Bone repair and regeneration assays
As zebrafish fins and scales remain optically accessible throughout adulthood, zebrafish provide a useful tool for dynamically observing the factors involved in bone regeneration and bone repair (Fig. 4). Similar to other teleosts, zebrafish can regenerate parts of their body following amputation. In the fins, this regeneration process is relatively quick and within two weeks all major tissue, including bone, joints, and nerves are largely restored (Watson and Kwon 2015). Using a fin regeneration assay, Varga et al. explored the role of autophagy within this process and showed that the genetic and pharmacological inhibition of autophagy impairs fin regeneration (Varga et al. 2014). This highlighted an important role for autophagy in tissue patterning and renewal. Further investigations into this process could be helpful for identifying how manipulation of autophagy can be used to promote bone and cartilage cell renewal and replacement, especially during ageing.
Zebrafish are also a useful model for fracture repair studies as they show a fracture healing response with callus formation which is very similar to mammals (Sousa et al. 2012; Tomecka et al. 2019). Using the GFP-Map1Lc3 line and the live bone stain, Alizarin red, we were able to perform a fin fracture assay which showed that the expression of Map1Lc3 increases during the early stages of fracture repair (Fig. 4). This indicates that the autophagy activity may be upregulated during the repair response and suggests a role for autophagy in bone repair. Similarly, these tools could also be utilised within the zebrafish scale system which was recently used to model the fracture repair response (Kobayashi-Sun et al. 2020).

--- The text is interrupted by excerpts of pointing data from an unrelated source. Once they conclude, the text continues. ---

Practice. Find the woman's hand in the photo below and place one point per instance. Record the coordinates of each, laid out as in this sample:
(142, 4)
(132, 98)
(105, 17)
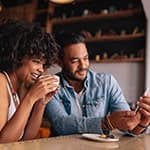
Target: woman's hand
(144, 109)
(44, 88)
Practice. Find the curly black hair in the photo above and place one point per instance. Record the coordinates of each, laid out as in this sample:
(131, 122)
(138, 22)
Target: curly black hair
(19, 39)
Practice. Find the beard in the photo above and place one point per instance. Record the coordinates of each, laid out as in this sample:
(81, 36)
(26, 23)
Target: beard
(72, 75)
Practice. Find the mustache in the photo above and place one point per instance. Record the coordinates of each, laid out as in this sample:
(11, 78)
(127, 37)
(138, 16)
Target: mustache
(85, 69)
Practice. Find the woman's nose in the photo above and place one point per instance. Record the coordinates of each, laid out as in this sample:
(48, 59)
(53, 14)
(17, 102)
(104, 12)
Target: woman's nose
(41, 68)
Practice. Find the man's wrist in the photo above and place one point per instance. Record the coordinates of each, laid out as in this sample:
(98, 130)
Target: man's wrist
(142, 126)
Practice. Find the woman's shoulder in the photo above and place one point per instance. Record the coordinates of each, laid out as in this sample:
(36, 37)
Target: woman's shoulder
(3, 80)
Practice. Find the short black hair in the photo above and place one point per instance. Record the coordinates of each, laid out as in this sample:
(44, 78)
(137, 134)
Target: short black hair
(66, 38)
(19, 39)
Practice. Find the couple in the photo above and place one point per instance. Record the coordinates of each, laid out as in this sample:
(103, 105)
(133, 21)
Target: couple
(84, 101)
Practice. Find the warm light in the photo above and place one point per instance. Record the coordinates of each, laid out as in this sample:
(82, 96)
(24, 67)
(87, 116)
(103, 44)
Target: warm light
(61, 1)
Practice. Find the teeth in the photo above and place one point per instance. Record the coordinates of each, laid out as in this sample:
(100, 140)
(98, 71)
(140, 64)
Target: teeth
(35, 75)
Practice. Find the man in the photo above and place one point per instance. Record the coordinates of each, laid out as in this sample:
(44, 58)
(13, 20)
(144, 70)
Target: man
(90, 102)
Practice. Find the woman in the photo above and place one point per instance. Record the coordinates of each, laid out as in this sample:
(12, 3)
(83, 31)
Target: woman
(25, 54)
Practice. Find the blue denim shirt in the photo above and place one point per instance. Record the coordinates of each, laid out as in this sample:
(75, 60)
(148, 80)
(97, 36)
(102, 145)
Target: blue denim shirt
(102, 95)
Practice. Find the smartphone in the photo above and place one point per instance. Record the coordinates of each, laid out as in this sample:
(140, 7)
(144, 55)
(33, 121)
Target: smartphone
(145, 94)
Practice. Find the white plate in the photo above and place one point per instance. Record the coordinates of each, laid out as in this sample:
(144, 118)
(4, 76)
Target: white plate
(97, 137)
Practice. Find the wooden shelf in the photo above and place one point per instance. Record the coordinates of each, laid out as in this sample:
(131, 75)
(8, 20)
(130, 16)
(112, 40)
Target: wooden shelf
(117, 60)
(116, 37)
(117, 14)
(40, 11)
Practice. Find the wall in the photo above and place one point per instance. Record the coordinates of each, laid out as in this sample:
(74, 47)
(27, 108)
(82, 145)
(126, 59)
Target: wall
(146, 5)
(129, 75)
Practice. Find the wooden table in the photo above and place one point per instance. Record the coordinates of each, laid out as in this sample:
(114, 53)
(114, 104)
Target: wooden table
(76, 142)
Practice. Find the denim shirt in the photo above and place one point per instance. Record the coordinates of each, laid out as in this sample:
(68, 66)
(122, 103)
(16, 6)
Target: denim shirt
(102, 95)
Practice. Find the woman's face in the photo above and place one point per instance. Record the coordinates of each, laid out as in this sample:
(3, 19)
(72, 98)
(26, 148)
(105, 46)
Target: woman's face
(30, 70)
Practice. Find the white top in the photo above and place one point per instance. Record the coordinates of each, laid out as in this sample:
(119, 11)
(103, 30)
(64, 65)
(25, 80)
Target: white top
(12, 107)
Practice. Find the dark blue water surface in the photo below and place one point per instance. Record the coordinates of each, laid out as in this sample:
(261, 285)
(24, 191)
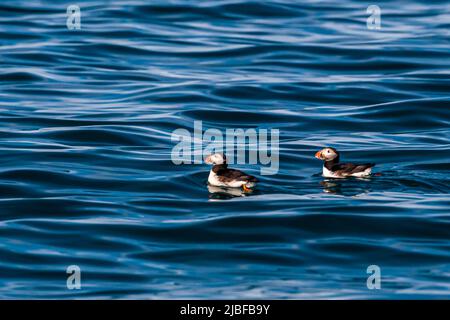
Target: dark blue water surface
(86, 176)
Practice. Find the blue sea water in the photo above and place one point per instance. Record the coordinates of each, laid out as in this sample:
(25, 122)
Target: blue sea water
(86, 176)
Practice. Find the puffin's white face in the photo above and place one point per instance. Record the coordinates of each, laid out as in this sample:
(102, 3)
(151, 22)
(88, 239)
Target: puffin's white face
(326, 154)
(216, 158)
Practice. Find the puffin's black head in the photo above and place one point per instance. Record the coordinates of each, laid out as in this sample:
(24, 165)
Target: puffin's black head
(216, 158)
(327, 154)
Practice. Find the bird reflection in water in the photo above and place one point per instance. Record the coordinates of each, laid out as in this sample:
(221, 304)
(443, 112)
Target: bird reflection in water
(224, 193)
(346, 187)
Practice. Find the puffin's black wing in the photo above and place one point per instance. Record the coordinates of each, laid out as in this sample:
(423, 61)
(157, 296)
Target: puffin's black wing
(351, 168)
(233, 175)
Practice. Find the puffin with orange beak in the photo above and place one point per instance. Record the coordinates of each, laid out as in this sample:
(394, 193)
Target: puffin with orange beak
(332, 168)
(221, 176)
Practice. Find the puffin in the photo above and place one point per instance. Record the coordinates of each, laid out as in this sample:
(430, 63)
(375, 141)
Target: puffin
(221, 176)
(332, 168)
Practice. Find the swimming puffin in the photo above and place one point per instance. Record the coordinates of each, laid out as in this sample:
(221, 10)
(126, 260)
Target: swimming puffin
(333, 169)
(221, 176)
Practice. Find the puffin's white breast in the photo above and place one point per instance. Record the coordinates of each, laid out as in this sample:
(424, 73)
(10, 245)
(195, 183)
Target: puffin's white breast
(213, 180)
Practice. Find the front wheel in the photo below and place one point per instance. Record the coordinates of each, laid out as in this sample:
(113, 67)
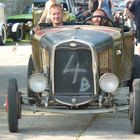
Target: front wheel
(14, 106)
(136, 107)
(30, 71)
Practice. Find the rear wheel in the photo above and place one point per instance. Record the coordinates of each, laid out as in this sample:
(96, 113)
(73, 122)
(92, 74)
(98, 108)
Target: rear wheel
(18, 35)
(136, 107)
(14, 106)
(3, 36)
(30, 71)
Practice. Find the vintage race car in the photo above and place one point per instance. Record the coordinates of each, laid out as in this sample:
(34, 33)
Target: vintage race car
(81, 69)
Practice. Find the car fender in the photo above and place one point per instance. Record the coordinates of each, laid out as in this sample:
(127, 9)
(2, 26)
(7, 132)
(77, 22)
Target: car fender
(15, 26)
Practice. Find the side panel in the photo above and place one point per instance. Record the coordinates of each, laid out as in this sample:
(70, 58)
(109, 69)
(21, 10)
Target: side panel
(37, 55)
(122, 56)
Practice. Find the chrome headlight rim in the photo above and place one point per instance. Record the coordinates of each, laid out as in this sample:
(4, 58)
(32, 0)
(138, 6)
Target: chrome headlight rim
(109, 82)
(37, 82)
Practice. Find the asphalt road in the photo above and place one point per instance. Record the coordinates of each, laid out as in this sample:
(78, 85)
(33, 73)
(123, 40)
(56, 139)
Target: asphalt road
(48, 126)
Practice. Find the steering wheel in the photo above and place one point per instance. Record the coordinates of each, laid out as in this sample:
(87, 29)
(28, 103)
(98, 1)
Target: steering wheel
(108, 20)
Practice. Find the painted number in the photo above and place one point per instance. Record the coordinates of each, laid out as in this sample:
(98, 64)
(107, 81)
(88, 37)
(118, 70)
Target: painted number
(84, 81)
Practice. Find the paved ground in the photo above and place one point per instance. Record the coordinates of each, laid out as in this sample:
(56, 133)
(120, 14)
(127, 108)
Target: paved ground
(46, 126)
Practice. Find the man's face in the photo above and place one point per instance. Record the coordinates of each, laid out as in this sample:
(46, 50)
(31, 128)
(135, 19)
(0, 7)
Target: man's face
(56, 15)
(98, 20)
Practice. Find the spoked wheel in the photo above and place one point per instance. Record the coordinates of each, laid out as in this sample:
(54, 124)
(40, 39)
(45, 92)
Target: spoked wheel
(30, 70)
(14, 106)
(136, 107)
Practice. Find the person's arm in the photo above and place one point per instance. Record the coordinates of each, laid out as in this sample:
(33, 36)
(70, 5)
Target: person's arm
(100, 4)
(43, 17)
(112, 5)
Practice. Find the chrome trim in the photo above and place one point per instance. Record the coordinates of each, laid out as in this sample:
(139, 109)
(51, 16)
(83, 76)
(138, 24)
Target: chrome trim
(80, 111)
(94, 66)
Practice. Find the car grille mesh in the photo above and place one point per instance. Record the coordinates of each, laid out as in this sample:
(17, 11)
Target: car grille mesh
(73, 72)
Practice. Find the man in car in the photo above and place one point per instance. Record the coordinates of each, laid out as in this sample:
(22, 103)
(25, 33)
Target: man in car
(56, 16)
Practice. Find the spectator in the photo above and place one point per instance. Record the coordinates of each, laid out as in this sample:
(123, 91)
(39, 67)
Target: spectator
(56, 15)
(135, 13)
(46, 13)
(106, 5)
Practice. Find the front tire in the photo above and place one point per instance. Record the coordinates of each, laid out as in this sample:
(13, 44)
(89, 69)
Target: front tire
(136, 107)
(14, 106)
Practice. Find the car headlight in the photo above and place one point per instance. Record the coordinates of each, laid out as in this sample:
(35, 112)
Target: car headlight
(109, 82)
(37, 82)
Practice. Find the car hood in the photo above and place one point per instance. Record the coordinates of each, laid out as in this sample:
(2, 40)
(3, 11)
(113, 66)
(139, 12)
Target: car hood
(21, 16)
(97, 36)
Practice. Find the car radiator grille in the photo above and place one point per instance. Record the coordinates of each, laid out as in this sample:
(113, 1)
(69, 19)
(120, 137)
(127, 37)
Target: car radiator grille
(73, 72)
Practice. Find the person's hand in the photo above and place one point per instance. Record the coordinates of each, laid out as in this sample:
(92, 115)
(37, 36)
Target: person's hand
(37, 28)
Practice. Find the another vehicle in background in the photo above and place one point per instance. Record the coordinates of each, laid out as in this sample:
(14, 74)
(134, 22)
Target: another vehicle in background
(2, 24)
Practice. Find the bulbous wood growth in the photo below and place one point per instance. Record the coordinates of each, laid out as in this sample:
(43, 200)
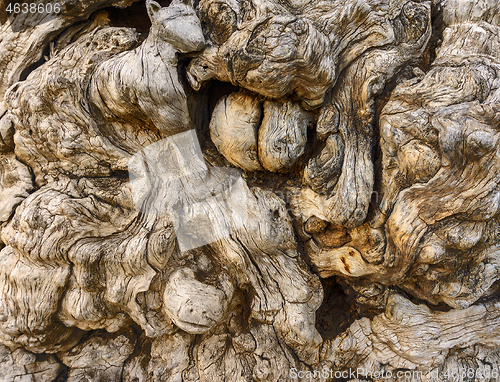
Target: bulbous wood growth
(250, 190)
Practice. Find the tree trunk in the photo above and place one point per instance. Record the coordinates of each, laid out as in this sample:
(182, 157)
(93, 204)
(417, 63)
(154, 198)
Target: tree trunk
(237, 190)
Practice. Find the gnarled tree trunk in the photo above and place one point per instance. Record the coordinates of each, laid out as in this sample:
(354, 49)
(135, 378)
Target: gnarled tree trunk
(249, 190)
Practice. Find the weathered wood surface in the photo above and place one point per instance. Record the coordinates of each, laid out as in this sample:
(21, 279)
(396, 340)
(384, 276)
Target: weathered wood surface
(366, 137)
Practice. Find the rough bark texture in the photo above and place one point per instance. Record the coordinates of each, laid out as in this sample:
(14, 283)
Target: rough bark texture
(250, 190)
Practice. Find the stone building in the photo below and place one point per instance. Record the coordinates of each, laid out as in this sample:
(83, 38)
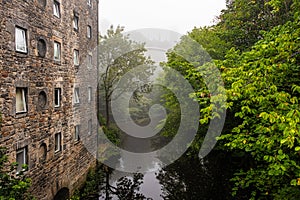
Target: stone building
(48, 82)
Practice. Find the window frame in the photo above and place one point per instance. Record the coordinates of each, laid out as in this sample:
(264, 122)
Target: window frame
(89, 32)
(57, 142)
(90, 126)
(56, 9)
(77, 133)
(76, 22)
(76, 96)
(58, 97)
(24, 40)
(24, 152)
(24, 100)
(57, 47)
(89, 3)
(90, 61)
(90, 96)
(76, 61)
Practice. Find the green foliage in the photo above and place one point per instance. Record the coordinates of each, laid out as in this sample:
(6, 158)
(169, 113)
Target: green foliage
(118, 56)
(92, 186)
(242, 22)
(261, 76)
(12, 186)
(127, 188)
(209, 38)
(262, 87)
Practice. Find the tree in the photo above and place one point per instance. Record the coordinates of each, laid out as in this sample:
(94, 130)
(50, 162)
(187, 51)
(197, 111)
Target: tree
(12, 186)
(117, 56)
(243, 21)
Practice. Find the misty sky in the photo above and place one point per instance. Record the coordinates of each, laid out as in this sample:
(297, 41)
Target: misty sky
(176, 15)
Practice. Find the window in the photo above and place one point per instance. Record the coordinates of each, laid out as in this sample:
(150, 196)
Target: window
(89, 32)
(90, 61)
(89, 94)
(21, 100)
(90, 127)
(57, 142)
(57, 50)
(76, 22)
(76, 57)
(42, 48)
(89, 2)
(43, 153)
(56, 8)
(76, 135)
(21, 42)
(76, 95)
(42, 100)
(57, 95)
(21, 158)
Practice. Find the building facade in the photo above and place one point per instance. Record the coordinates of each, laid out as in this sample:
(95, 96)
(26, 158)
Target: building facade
(48, 84)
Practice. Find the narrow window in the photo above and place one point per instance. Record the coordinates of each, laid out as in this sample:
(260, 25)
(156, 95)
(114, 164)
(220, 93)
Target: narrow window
(20, 40)
(56, 8)
(89, 2)
(76, 22)
(57, 50)
(89, 94)
(57, 95)
(76, 135)
(21, 100)
(21, 159)
(90, 61)
(89, 32)
(76, 95)
(42, 48)
(76, 57)
(43, 152)
(90, 127)
(57, 142)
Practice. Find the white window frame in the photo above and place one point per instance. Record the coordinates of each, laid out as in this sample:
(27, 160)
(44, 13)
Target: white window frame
(57, 93)
(57, 51)
(76, 23)
(57, 142)
(23, 152)
(90, 94)
(77, 132)
(76, 57)
(76, 96)
(56, 8)
(20, 40)
(23, 100)
(89, 32)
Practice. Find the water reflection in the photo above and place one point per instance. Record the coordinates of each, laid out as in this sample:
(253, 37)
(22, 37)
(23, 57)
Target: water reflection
(187, 179)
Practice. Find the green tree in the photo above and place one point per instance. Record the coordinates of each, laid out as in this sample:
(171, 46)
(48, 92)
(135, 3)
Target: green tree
(117, 56)
(242, 22)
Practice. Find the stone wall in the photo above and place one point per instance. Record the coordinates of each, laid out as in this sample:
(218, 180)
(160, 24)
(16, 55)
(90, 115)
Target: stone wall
(39, 74)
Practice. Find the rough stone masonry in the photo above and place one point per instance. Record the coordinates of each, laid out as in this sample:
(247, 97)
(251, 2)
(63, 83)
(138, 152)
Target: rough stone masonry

Using both of these models, the impact of autophagy modulating drugs, such as rapamycin, on the rate of fracture repair could be explored. Given that a number of bone disorders result in the development of weakened and fracture-prone bones, this could be particularly useful model for discovering potential bone repair therapies.
Future directions and conclusion
Existing studies have established zebrafish as a powerful model for studying vertebrate development and modelling genetic diseases, including various skeletal disorders (Carnovali et al. 2019; Kwon et al. 2019). Use of zebrafish in autophagy studies is more recent but growing nonetheless, and draws on the ease and plasticity of live imaging options they present, which simply cannot be paralleled in the more commonly used rodent autophagy models. As outlined above, initial studies using zebrafish autophagy models have already provided a new insight into the role of autophagy in skeletal cell differentiation and functioning, bone repair and regeneration, and drug discovery.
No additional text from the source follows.